— Я согласен на поединок с Соуз-ханом или с тем, кого он выставит.
Старейшины вновь склонили седые головы и тихо зашептались. На этот раз совещались они долго, Едигир уже думал, что они отменят поединок или примут иное решение. Но вот послышался голос старого Катайгула:
— Мы приняли решение, доблестные воины. Пусть будет поединок, но не должна пролиться кровь претендентов на ханский шатер. — Катайгул чуть остановился, набрав в грудь побольше воздуха, собравшиеся слушали, не перебивая. — Они не будут драться друг с другом…
— Как?! — вскричали все разом.
— …Мы предлагаем иной поединок, чтоб воины не обнажали оружия друг против друга. Пусть выберет хана наш предок, медведь Аю, ему решать участь претендентов. Мы отведем их в лес и предложим сразиться с медведем. Кто выйдет победителем, тому и быть нашим ханом.
Гул одобрения прокатился среди собравшихся. Слышались отдельные выкрики, но общее напряжение спало, и каждый обсуждал с соседом возможность исхода поединка. Катайгул, уставший от долгой речи, вытирал с лица пот и внимательно оглядывал беков, споривших меж собой.
Только Соуз-хан, казалось, остался недоволен и, с презрением еще раз взглянув на Едигира, направился к старейшинам.
— Пристало ли будущему сибирскому хану шляться по таежным урочищам и гоняться за каким-то там медведем?
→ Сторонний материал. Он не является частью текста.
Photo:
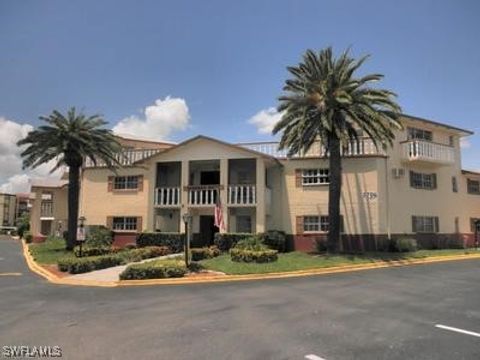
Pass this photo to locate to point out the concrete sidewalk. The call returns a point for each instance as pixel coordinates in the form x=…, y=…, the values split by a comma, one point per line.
x=112, y=274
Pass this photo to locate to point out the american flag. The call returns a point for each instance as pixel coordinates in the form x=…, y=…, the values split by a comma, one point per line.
x=219, y=223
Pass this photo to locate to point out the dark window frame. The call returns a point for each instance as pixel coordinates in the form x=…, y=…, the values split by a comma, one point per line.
x=425, y=224
x=476, y=183
x=124, y=223
x=127, y=182
x=423, y=181
x=317, y=176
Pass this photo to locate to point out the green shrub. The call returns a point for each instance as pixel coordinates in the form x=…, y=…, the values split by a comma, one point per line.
x=252, y=243
x=91, y=251
x=276, y=240
x=195, y=266
x=130, y=246
x=225, y=241
x=154, y=270
x=204, y=253
x=174, y=241
x=403, y=245
x=27, y=235
x=98, y=236
x=140, y=254
x=86, y=264
x=248, y=256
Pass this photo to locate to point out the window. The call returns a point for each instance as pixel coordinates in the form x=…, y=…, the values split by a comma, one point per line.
x=419, y=134
x=125, y=183
x=124, y=223
x=451, y=140
x=423, y=181
x=315, y=177
x=454, y=184
x=473, y=186
x=474, y=224
x=318, y=223
x=425, y=224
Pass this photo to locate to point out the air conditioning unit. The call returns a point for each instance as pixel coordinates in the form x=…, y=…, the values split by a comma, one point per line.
x=398, y=173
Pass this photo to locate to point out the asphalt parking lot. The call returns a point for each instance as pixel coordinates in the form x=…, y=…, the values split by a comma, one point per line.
x=417, y=312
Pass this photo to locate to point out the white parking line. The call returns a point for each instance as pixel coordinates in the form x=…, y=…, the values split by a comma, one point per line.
x=313, y=357
x=461, y=331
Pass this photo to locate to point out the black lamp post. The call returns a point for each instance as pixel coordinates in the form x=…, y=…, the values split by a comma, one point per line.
x=81, y=232
x=187, y=219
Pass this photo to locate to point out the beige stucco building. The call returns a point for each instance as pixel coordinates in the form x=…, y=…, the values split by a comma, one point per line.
x=416, y=188
x=7, y=210
x=48, y=211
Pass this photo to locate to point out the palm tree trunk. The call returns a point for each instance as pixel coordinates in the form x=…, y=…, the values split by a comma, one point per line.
x=334, y=191
x=73, y=194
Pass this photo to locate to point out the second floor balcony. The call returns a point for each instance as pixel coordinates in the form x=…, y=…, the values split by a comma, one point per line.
x=427, y=151
x=360, y=147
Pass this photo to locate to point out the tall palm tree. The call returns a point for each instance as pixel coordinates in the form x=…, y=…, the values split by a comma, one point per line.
x=324, y=101
x=68, y=140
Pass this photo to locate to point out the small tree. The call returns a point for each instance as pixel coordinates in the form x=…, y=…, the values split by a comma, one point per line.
x=69, y=140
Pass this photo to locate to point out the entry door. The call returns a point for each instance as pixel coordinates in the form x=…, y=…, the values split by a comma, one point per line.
x=210, y=178
x=46, y=227
x=207, y=229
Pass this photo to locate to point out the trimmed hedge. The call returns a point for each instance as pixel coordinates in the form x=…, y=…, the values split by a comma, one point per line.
x=174, y=241
x=91, y=251
x=403, y=245
x=98, y=236
x=274, y=239
x=148, y=252
x=225, y=241
x=248, y=256
x=27, y=235
x=204, y=253
x=83, y=265
x=154, y=270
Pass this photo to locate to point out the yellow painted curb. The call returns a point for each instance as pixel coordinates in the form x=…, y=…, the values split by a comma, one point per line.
x=231, y=278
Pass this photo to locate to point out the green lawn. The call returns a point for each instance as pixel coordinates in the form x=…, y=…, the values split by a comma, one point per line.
x=300, y=261
x=49, y=251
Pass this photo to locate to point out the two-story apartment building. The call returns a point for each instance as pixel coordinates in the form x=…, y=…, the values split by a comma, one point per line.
x=48, y=211
x=7, y=210
x=416, y=188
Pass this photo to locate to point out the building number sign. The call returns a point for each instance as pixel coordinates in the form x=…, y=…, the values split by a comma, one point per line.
x=369, y=195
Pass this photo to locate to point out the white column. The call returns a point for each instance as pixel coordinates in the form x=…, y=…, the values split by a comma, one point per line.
x=184, y=178
x=260, y=188
x=223, y=192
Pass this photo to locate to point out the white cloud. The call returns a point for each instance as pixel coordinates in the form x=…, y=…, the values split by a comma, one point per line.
x=265, y=120
x=465, y=143
x=159, y=120
x=12, y=178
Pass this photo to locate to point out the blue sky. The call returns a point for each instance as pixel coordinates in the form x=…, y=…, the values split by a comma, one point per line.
x=225, y=61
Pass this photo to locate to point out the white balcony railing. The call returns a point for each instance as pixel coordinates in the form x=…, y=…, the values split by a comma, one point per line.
x=360, y=147
x=126, y=157
x=203, y=195
x=242, y=195
x=428, y=151
x=167, y=196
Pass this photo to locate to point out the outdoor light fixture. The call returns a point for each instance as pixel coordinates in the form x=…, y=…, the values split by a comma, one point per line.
x=81, y=232
x=187, y=219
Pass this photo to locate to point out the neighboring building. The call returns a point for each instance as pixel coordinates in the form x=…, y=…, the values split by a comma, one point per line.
x=48, y=214
x=7, y=210
x=417, y=188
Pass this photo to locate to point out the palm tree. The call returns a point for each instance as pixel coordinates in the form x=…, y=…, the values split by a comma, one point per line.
x=68, y=140
x=324, y=101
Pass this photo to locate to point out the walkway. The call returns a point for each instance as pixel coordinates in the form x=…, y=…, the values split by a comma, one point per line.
x=112, y=274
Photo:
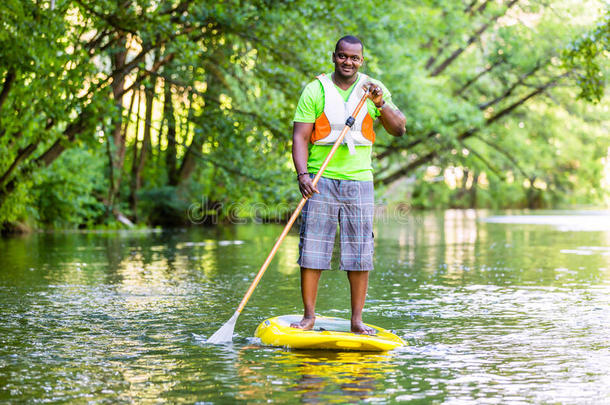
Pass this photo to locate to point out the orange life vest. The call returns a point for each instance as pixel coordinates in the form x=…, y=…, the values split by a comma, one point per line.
x=329, y=125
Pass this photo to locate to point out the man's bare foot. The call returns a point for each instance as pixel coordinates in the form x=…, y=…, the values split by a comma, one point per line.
x=361, y=328
x=306, y=323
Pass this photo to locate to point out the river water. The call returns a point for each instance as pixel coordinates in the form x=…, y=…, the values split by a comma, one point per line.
x=496, y=309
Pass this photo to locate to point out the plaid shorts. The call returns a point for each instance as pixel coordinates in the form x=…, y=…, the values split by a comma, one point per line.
x=349, y=204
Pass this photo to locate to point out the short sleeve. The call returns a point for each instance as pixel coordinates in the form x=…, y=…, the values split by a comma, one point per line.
x=311, y=103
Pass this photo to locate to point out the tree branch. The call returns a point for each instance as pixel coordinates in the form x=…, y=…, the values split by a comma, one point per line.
x=473, y=38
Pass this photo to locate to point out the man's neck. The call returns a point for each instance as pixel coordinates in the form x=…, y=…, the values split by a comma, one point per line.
x=344, y=83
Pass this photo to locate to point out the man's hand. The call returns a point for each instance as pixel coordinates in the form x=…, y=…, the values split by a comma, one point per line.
x=306, y=186
x=392, y=119
x=375, y=93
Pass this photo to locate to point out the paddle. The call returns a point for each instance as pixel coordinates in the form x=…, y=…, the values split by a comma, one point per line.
x=225, y=333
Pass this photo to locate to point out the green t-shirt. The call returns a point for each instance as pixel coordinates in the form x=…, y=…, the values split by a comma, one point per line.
x=342, y=166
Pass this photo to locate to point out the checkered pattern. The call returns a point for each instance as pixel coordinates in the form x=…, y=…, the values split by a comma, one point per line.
x=349, y=204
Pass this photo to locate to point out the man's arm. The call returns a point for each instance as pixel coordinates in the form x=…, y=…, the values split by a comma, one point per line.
x=301, y=133
x=392, y=119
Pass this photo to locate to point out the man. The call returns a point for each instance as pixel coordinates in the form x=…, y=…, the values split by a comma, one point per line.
x=344, y=194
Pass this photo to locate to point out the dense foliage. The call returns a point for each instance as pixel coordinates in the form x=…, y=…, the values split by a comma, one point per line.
x=176, y=111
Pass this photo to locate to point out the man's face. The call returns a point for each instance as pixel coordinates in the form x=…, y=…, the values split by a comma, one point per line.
x=347, y=59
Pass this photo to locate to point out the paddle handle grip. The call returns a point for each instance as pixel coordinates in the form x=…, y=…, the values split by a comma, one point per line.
x=297, y=211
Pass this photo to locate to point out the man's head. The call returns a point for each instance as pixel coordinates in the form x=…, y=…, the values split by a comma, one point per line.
x=348, y=56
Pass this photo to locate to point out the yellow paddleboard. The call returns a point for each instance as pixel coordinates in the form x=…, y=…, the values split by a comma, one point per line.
x=327, y=333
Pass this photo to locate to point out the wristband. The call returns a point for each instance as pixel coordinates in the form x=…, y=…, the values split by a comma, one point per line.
x=300, y=174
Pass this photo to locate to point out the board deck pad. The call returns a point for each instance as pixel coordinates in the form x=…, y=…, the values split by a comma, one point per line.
x=322, y=323
x=327, y=333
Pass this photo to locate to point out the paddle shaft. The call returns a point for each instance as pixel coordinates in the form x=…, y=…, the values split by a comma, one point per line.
x=297, y=211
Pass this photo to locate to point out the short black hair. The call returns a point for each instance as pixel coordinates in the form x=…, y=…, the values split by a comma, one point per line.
x=350, y=39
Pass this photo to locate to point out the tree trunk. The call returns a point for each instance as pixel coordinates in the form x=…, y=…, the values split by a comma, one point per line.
x=145, y=149
x=170, y=152
x=134, y=162
x=116, y=152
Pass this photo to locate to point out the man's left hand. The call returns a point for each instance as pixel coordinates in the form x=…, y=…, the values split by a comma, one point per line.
x=375, y=93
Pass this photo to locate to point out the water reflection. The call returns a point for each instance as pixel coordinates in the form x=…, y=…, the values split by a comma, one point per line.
x=494, y=311
x=314, y=376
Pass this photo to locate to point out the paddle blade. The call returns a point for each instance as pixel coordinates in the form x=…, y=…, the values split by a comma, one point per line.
x=225, y=333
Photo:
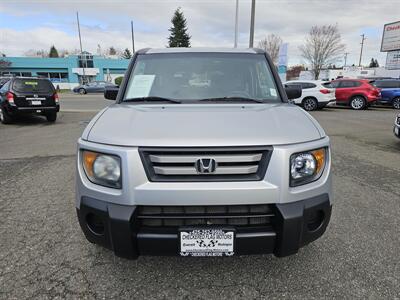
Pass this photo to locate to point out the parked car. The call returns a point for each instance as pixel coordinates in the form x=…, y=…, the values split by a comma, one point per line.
x=93, y=87
x=396, y=128
x=202, y=155
x=314, y=94
x=25, y=95
x=390, y=92
x=356, y=93
x=3, y=80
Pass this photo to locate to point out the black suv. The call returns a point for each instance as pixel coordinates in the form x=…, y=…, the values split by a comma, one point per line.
x=24, y=95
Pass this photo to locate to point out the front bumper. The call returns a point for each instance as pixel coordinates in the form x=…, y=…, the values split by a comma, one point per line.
x=293, y=227
x=17, y=110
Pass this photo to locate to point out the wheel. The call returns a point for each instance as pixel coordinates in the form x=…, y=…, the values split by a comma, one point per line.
x=396, y=103
x=358, y=103
x=5, y=118
x=51, y=117
x=310, y=104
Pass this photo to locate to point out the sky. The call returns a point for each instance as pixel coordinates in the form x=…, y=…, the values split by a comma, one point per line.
x=38, y=24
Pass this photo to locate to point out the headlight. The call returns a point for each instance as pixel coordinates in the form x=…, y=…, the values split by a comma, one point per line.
x=306, y=167
x=102, y=169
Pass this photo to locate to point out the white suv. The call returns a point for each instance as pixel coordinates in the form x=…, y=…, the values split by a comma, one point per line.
x=202, y=155
x=315, y=94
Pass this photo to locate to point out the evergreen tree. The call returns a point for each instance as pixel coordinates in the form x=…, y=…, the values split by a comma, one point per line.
x=372, y=63
x=126, y=54
x=179, y=36
x=112, y=51
x=53, y=52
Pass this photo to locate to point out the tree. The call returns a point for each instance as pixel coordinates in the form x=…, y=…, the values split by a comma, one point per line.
x=53, y=52
x=4, y=65
x=271, y=44
x=118, y=80
x=374, y=63
x=126, y=54
x=294, y=72
x=179, y=36
x=322, y=46
x=112, y=51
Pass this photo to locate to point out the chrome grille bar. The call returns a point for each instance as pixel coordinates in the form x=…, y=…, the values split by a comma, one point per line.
x=192, y=170
x=193, y=158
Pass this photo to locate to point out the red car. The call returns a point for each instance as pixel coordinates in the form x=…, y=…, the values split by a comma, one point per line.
x=356, y=93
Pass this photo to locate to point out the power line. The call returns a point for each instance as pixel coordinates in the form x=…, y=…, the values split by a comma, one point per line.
x=236, y=24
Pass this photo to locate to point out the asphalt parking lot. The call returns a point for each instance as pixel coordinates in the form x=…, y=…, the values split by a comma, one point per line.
x=43, y=253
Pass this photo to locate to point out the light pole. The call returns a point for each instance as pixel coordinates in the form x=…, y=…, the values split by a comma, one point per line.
x=133, y=39
x=345, y=58
x=363, y=38
x=80, y=44
x=253, y=12
x=236, y=24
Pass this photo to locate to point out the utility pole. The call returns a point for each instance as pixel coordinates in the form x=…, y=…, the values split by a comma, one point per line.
x=236, y=24
x=345, y=58
x=253, y=12
x=363, y=38
x=133, y=39
x=80, y=43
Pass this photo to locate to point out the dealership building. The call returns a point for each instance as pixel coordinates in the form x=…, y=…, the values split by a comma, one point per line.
x=68, y=72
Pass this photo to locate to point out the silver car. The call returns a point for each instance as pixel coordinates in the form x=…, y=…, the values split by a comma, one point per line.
x=202, y=155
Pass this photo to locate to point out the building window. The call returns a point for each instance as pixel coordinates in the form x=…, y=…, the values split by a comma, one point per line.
x=54, y=76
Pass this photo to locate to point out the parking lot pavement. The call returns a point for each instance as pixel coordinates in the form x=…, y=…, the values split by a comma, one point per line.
x=43, y=253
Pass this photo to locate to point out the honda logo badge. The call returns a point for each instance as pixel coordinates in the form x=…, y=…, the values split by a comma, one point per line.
x=206, y=165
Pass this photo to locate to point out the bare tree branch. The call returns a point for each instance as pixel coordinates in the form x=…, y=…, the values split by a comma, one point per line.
x=271, y=44
x=322, y=46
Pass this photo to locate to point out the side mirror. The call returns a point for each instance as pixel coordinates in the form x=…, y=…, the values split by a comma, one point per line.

Его жалкая шкура не стоит и половины цены моего халата, который мне придется трепать на болоте…
— Я могу поменяться с тобой халатами, — закричал громко один из охранников покойного хана Касима, — я своим халатом не особо дорожу, — и он просунул грязный кулак через здоровенную дыру в поле грязного и замызганного серого халата, в который был одет.
— Что же предлагает почтенный Соуз-хан? — спросил его, не вставая с земли, Катайгул.
— Пусть медведя приведут сюда, и я покажу всем, как владею оружием, — Соуз-хан надменно выпятил свой живот и положил руку на саблю в дорогих ножнах.
Первым засмеялся за спиной Едигира юзбаша Рябой Hyp, за ним и воины, раскрыв в безудержном смехе рты, начали тыкать пальцами в Соуз-хана, выкрикивая:
— Медведя ему сюда привести?! Видали?!
— Он не пойдет медведя в лесу искать!
— Вот пусть сам и ведет его сюда! Ха-ха-ха!
— Медведя… На веревке… Сюда…
Следом заулыбались и старейшины, качая головами и поглядывая то на Соуз-хана, то на кривляющихся перед ним воинов. Наконец тот не выдержал и, круто повернувшись на высоких каблуках, пошел к своему коню, а следом за ним соскочили и его родичи, соседи, остальные прихлебатели.
Но на другой день Соуз-хан прислал гонца с известием, что согласен принять на любых условиях участие в поединке и просил сообщить день сбора. Старейшины назначили сбор на шестой день.
…На состязание собрались все люди с соседних улусов как на большой туй-праздник. Все оделись в лучшие халаты, яловые сапоги, круглые лисьи шапки. Молодые разъезжали по поляне верхом на скакунах, намеренно горяча их, показывая собственную удаль, гонялись один за другим вдоль обрыва.
Соуз-хан прискакал на белом жеребце с уздечкой, оправленной серебряными бляхами, под красным высоким седлом, расписанном восточными мастерами.
— Ого, — косились на него любопытные улусники, — почитай седло у него побогаче будет, чем сам конь, видать много отдал.
— А ты посмотри, какой на нем парчовый халат, шитый золотыми нитками.
— А шапка кунья с красным камнем посередине!
— Не иначе, на свадьбу собрался.
— Точно, на медведице и женим его сегодня.
— Мало ему своих жен, так он молодую, горячую возьмет!
— Сейчас она его разгорячит, только пятки засверкают!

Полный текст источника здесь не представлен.